The death appears to be a suicide, but isn’t.

“I was fascinated with the idea that a person would solve a mystery the same way a writer would solve a story problem,” Deemer said. “I wanted to do two things: use a screenwriter as a detective and to write about legal prostitution in Nevada in contrast to Hollywood’s take on romance.”

Deemer said he wrote the novel two and a half years ago, and it took about six months to complete. He said he entered the contest on a whim, but that he truly writes for himself and not commercial reasons.

“I don’t expect anything, one way or another,” Deemer said. “I’ve been a judge in literary competitions myself and I’ve come to believe these affairs have more to do with judges than with writers. For a writer, it’s a crapshoot, so you can’t lose sleep over these things.”

Deemer spent his childhood moving because his father was in the Navy, but he mainly grew up in Southern California. He attended the California Institute of Technology with an interest in math and science, but dropped out in 1959 and enlisted in the Army for four years.

After doing well on a language aptitude test he took during training, Deemer was placed in the Army Security Agency and served as a Russian linguist when the Berlin Wall was erected.

This was during the Cold War, Deemer said, when the only way to get deferment from the military was to study math or science. In his early 20s, Deemer was younger than most the other soldiers in his agency, which he said was heavily comprised of young men educated in the humanities.

He said three out of 100 men in his group did not have a master’s degree.

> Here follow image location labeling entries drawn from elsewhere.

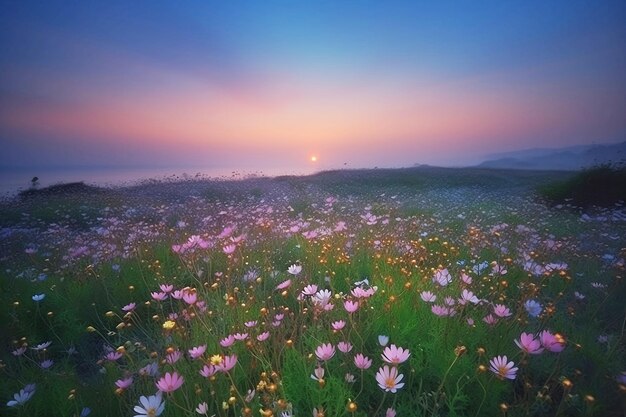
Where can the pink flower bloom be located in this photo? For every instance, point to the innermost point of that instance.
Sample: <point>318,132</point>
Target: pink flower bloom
<point>309,290</point>
<point>552,342</point>
<point>318,374</point>
<point>190,296</point>
<point>124,383</point>
<point>228,363</point>
<point>166,288</point>
<point>428,296</point>
<point>263,336</point>
<point>325,351</point>
<point>344,347</point>
<point>338,325</point>
<point>395,355</point>
<point>529,344</point>
<point>173,357</point>
<point>283,285</point>
<point>197,351</point>
<point>362,362</point>
<point>229,249</point>
<point>158,296</point>
<point>208,370</point>
<point>388,379</point>
<point>170,382</point>
<point>227,341</point>
<point>502,368</point>
<point>501,310</point>
<point>351,306</point>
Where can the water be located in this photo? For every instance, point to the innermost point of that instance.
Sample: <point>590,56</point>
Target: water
<point>13,181</point>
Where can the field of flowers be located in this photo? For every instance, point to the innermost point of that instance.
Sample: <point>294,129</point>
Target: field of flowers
<point>359,293</point>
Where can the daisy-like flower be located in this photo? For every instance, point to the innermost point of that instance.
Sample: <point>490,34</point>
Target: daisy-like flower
<point>361,361</point>
<point>552,342</point>
<point>529,344</point>
<point>395,355</point>
<point>338,325</point>
<point>428,296</point>
<point>501,310</point>
<point>351,306</point>
<point>503,368</point>
<point>309,290</point>
<point>124,383</point>
<point>388,379</point>
<point>344,347</point>
<point>170,382</point>
<point>197,351</point>
<point>325,351</point>
<point>151,406</point>
<point>294,269</point>
<point>227,363</point>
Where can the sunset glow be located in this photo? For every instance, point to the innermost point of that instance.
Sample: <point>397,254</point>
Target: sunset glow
<point>382,85</point>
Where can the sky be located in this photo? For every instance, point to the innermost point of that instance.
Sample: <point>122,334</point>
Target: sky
<point>259,84</point>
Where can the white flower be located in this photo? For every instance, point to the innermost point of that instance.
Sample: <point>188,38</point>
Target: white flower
<point>152,406</point>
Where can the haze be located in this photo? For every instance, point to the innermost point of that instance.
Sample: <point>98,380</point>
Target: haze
<point>272,84</point>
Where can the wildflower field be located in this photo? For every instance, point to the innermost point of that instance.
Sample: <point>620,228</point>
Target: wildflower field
<point>414,292</point>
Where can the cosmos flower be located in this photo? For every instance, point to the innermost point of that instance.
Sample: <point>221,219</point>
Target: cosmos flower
<point>170,382</point>
<point>502,368</point>
<point>151,406</point>
<point>361,361</point>
<point>388,379</point>
<point>395,355</point>
<point>325,351</point>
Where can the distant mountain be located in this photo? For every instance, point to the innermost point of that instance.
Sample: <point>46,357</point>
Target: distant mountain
<point>566,159</point>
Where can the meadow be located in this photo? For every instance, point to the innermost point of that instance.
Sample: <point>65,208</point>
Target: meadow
<point>411,292</point>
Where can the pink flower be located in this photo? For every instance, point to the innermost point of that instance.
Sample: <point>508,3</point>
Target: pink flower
<point>227,341</point>
<point>208,370</point>
<point>428,296</point>
<point>325,351</point>
<point>552,342</point>
<point>227,364</point>
<point>124,383</point>
<point>170,382</point>
<point>388,379</point>
<point>344,347</point>
<point>501,310</point>
<point>529,344</point>
<point>263,336</point>
<point>158,296</point>
<point>318,374</point>
<point>362,362</point>
<point>190,296</point>
<point>309,290</point>
<point>395,355</point>
<point>283,285</point>
<point>502,368</point>
<point>338,325</point>
<point>197,351</point>
<point>351,306</point>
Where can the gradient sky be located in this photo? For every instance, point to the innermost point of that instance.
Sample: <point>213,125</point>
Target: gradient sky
<point>263,84</point>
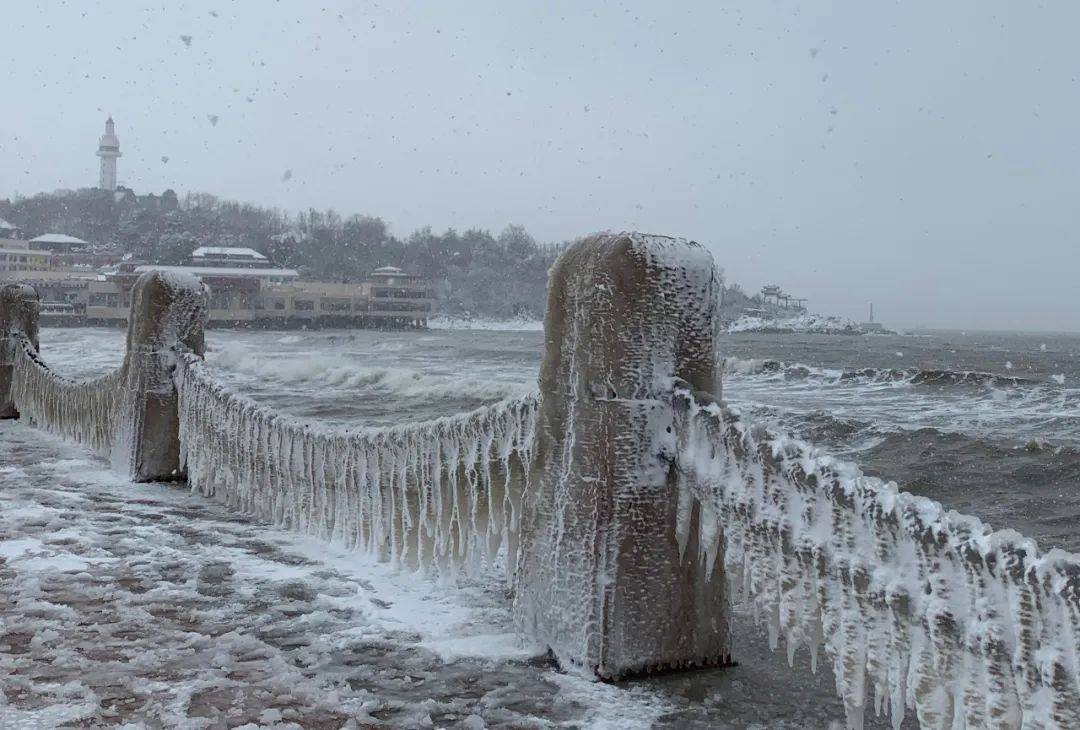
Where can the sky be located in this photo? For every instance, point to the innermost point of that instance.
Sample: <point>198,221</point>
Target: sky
<point>923,156</point>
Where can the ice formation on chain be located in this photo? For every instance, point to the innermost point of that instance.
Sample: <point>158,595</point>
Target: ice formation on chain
<point>926,608</point>
<point>434,496</point>
<point>602,578</point>
<point>127,416</point>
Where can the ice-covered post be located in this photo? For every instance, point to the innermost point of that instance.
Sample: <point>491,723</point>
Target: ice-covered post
<point>18,315</point>
<point>167,316</point>
<point>602,578</point>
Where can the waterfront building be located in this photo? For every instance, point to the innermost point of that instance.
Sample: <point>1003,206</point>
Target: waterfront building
<point>16,256</point>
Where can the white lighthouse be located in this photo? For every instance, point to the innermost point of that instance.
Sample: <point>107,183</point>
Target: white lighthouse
<point>108,149</point>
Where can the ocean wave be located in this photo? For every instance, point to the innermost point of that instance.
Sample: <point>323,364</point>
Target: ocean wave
<point>912,376</point>
<point>339,373</point>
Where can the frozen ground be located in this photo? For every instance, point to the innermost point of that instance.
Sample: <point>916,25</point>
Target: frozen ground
<point>143,606</point>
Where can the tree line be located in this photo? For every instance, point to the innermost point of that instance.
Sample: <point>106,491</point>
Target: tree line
<point>474,272</point>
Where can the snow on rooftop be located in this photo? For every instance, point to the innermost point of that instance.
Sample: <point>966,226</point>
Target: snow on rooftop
<point>221,271</point>
<point>203,252</point>
<point>59,238</point>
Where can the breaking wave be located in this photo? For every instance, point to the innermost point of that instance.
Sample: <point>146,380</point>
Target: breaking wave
<point>912,376</point>
<point>338,373</point>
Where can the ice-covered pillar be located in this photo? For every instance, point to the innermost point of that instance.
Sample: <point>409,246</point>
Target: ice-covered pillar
<point>601,577</point>
<point>167,316</point>
<point>18,315</point>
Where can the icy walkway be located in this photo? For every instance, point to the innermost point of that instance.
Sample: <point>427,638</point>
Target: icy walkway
<point>140,605</point>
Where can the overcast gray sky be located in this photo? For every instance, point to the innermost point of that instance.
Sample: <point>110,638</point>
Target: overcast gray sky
<point>921,154</point>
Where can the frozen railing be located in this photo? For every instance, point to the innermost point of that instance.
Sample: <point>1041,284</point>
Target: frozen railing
<point>127,416</point>
<point>432,496</point>
<point>917,607</point>
<point>626,504</point>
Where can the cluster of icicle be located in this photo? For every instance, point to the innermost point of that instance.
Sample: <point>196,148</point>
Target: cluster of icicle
<point>928,609</point>
<point>81,410</point>
<point>435,496</point>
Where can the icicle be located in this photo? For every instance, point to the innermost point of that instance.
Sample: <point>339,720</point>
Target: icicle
<point>927,609</point>
<point>433,496</point>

“The wonderful thing about the Army was that it was the most intense educational experience I’ve ever had,” he said. “It was like having all these big brothers with master’s degrees.”

Deemer said he is currently working on an Army novel, drawing from the experience of his days in the military. Called Baumholder 1961, the novel is based on the German city he was stationed in.

“I don’t know why I’ve never written about it,” Deemer said. “Now I am.”

After the Army, Deemer went to school on the G.I. Bill. He received his bachelor’s degree from the University of California, Los Angeles, and then began teaching at the University of Oregon in the 1960s. Eventually he got his master’s of fine arts in playwriting from the University of Oregon.

He moved to Portland in 1978, where he lives with his wife of nine years. Currently, Deemer teaches screenwriting at PSU, which he said he loves. He said he thinks his practical experience as a writer is something unique that he brings to the classroom.

“I can tell my students what it’s really like to be a working writer,” Deemer said. “It’s a tough business.”

Though he said he does not foresee another mystery novel in the future, Deemer said writing is something he has always done and will continue to do for the rest of his life.

“Having written almost daily for over 40 years, I can say that writing is not a job or a vocation or a profession–it is an existence,” Deemer said. “It is a way of being in the world.”